UNITED STATES, WASHINGTON (VOP TODAY NEWS) — Kosovo lawmakers voted on Thursday to dissolve parliament in preparation for early legislative elections, a move that would delay the Europeans’ dialogue between Pristina and Belgrade.
Eighty-nine of the 120 deputies voted to dissolve the National Assembly after a new majority could not be formed after Prime Minister Ramush Haradinaj resigned in July.
Haradinaj, 51, a former leader of the Kosovo rebel movement in the 1998-1999 war against Serb forces, announced his resignation after being summoned by an international court suspected of war crimes.
He appeared for the first time on July 24 at the Hague-based tribunal, set up in 2015.
The court is charged with investigating crimes suspected of being committed by Kosovo Albanian fighters, particularly against a number of Serbs, Roma and Albanian opponents of the Kosovo Liberation Army during and after the conflict.
The conflict in Kosovo, the last of the wars that broke out with the break-up of the former Yugoslavia, has killed more than 13,000 people, including 11,000 Kosovo Albanians, 2,000 Serbs and hundreds of Roma.
– Elections within 45 days –
Parliament will start its session at 10 am (0800 GMT).

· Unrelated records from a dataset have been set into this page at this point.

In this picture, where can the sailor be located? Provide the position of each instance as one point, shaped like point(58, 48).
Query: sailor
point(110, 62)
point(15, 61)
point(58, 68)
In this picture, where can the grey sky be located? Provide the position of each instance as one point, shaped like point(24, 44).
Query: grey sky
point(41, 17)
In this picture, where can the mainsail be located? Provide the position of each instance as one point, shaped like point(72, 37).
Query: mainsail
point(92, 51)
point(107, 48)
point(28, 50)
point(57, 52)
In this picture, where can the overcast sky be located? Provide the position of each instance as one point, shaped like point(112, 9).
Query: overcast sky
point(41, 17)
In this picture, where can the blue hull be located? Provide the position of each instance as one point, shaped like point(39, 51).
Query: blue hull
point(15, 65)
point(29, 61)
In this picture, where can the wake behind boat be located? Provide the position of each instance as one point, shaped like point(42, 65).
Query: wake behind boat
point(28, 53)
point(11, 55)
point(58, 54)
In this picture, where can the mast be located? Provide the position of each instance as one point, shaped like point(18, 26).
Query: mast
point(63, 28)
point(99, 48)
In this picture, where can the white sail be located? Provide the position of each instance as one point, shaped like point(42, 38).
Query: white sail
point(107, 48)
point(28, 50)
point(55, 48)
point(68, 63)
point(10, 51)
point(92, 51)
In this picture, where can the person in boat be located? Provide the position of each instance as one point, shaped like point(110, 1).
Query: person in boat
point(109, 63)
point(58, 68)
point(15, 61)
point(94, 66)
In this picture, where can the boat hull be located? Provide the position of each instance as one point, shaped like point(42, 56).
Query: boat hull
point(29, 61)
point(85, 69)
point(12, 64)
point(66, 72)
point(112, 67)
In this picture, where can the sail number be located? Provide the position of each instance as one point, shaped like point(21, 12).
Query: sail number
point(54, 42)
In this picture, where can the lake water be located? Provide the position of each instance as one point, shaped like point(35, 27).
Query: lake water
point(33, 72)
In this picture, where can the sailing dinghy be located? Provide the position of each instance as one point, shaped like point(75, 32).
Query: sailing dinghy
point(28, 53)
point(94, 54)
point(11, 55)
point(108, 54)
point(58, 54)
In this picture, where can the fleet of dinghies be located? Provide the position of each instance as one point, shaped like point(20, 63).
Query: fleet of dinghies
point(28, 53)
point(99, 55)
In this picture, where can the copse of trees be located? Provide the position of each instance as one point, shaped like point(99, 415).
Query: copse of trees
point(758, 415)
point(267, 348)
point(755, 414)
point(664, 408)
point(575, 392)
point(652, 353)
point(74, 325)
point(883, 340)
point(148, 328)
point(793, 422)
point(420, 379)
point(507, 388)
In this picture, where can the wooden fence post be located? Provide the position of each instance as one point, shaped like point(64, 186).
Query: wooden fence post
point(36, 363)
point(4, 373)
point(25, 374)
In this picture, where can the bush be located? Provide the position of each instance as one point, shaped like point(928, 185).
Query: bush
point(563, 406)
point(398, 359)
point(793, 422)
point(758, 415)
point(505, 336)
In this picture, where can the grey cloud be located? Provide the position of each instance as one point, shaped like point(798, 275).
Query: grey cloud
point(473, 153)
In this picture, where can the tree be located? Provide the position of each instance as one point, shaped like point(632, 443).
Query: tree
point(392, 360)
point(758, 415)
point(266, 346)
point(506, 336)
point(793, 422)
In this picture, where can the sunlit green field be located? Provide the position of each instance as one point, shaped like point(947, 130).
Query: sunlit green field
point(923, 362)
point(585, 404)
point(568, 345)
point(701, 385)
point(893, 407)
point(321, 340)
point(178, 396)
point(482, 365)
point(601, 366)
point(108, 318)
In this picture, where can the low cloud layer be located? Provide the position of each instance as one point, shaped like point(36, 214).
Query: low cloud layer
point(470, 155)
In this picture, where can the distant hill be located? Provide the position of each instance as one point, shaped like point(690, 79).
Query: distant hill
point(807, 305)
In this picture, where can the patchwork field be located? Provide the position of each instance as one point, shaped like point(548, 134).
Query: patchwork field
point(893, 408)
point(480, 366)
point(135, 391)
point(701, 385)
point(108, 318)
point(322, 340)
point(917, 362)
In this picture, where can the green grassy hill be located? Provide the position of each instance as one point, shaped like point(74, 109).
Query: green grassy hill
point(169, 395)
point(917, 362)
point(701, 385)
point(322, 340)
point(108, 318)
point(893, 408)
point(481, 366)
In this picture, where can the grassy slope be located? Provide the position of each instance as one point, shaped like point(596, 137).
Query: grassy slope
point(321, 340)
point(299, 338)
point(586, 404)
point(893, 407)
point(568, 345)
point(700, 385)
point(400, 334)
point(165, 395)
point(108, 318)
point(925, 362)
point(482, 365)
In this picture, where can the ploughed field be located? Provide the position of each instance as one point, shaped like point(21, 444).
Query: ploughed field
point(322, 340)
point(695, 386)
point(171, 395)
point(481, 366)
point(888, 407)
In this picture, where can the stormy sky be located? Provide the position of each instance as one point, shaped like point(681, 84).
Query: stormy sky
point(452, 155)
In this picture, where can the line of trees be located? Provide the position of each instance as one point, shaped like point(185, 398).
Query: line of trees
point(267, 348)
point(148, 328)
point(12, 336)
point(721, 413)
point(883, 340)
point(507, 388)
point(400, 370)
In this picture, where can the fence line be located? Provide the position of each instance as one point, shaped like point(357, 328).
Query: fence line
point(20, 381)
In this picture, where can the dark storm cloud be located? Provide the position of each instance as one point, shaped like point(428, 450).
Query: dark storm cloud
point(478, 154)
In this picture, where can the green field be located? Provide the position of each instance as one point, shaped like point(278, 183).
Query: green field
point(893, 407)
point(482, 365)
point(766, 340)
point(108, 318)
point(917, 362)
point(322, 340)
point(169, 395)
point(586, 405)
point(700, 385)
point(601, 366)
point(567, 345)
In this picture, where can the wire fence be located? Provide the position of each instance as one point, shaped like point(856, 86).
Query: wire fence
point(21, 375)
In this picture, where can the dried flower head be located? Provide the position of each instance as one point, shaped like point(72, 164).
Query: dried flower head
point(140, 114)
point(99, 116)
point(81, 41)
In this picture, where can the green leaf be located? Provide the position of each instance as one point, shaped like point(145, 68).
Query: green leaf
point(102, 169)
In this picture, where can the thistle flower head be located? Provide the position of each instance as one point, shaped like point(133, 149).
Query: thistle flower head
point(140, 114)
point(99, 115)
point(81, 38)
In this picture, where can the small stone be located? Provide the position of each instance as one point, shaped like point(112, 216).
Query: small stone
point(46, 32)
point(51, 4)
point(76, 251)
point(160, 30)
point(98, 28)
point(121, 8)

If parliament is dissolved, the authorities will have 45 days to organize the ballot. The media reported October 6 as the date for the election.
These developments in Kosovo will delay the resumption of dialogue with Serbia, which refuses to recognize the independence of its former southern province, backed by most Western countries, announced in 2008.
This dialogue, which began in 2011 under the mediation of the European Union, is in place. As soon as it resumed last summer, it stopped as Serbia blocked the candidature of Kosovo to join Interpol for months. Kosovo responded by imposing 100 percent duties on products imported from Serbia.
Serbian President Alexander Vucic, who met Tuesday in New York with US Secretary of State Mike Pompeo to discuss the dialogue between Pristina and Belgrade, said talks could resume “early December at best” pending the formation of a government in Kosovo.
The Serbian president stressed that Belgrade is ready to resume the dialogue on the condition that Kosovo should give up tariffs on its products.
Despite pressure from the European Commission and Washington, Haradinaj has so far refused to cancel the fees.
Political analyst Arton Muhajiri sees the resumption of dialogue as a crucial issue when forming a new government.
– A new balance of power? –
“A long time has been wasted and will not allow a government that does not take a positive view of dialogue with Serbia,” Muhajari told AFP.
Analysts also believe that elections could cause power imbalances in this fragile democracy.
Parliament has in the past been dominated by alliances led by former warlords such as Haradinaj and Hashem Taji.
One possibility is to form the coalition of the main opposition parties, the Democratic League of Kosovo (center-right) and the left-wing National Independence Party (Vetevendosje).
Analyst Adrian Tsolaku said the two-party alliance, although very ideologically different, could push the Tajik Democratic Party of Kosovo (KDP) into opposition for the first time in more than a decade. “This will be a good thing for democracy in the country.”
Analysts have yet to rule out Haradinaj from the political game. He said he would return to politics if the court in The Hague did not charge him.
The International Criminal Tribunal for the former Yugoslavia (ICTY) acquitted Harinadi in 2008 and 2012 of crimes against Serb civilians as well as Roma and Kosovo Albanians.
This article is written and prepared by our foreign editors writing for VOP from different countries around the world – edited and published by VOP staff in our newsroom.